This week, KSBY has once again teamed up with the News Literacy Foundation for News Literacy Week.
The effort is aimed at shining a light on better information consumption and sharing.
Educators on the Central Coast share some of the tools they use to help local students identify what's real and what's fake in their news feeds.
"You really have to search for the truth. the truth doesn't just come into your feed," Leah Ransom Lecturer, Communication Studies at Cal Poly.
Many people turn to social media to stay informed, but with so much information flooding news feeds, how can someone tell what's true, and what's false?
It's a complex issue local educators are trying to tackle.
Cyrus Saatsaz, Lead Journalism Professor at Cuesta College says, "It's an interesting time to teach journalism, that's for sure.”
"We are bombarded with messages on social media. What I try to teach them is how to start filtering out and looking for quality sources so that they can get to the truth," said Ransom.
It's a daunting task, often leaving students unsure where to begin.
“It can be hard sometimes to tell the difference between fake and real. especially when it's something that you already want to believe is true," said Carson Murray, Cal Poly student.
"I’ve definitely seen text that they say this quote and when I look it up - the whole speech it's from, it's taken completely out of context," said Olivia Thomas, Cal Poly student.
Ransom explains, "I actually have them go through Checkology.org, which is put out by the News Literacy Project. and it has them go through a set of exercises to identify the motivations behind messages.”
Saatsaz recommends his students use Twitter to monitor news organizations. “If you can consume information properly through an educated means, I feel like you can be a very educated member of society, through a platform like Twitter.

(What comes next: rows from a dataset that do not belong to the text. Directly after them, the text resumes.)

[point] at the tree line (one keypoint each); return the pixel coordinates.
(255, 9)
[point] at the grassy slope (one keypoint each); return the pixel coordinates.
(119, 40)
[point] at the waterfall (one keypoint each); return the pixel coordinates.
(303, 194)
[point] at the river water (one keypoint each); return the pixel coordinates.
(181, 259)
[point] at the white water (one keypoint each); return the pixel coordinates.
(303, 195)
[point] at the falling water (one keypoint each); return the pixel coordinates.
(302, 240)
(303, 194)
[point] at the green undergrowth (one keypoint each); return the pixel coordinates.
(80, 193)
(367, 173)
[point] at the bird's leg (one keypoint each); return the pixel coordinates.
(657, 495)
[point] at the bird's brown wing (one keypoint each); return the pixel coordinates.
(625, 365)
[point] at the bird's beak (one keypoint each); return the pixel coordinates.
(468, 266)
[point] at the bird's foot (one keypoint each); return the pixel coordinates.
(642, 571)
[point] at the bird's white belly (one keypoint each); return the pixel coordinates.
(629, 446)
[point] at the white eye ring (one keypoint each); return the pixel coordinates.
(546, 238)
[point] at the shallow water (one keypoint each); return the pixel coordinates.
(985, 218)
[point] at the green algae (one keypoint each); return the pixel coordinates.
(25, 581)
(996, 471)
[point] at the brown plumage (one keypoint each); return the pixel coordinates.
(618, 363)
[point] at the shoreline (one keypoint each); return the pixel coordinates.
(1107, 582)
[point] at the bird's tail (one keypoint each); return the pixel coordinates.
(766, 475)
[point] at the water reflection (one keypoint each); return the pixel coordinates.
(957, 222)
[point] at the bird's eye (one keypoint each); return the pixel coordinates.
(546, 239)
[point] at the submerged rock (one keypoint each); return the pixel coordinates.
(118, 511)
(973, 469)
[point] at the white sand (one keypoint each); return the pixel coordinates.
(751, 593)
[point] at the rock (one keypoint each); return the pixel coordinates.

I actually teach the students to create a list. By the time the list is completed, every student has sources from television, radio, local, national.”
“I always tell them the two accounts they should follow first and foremost are the Associated Press and Reuters because they are wire services with a very limited agenda," adds Saatsaz.
Educators also advise people taking a pause before they hit the share button.
"Always pause and fact check. and look into it yourself. There are so many fact-checking websites that they (students) can go to and verify the information before they share," said Ransom.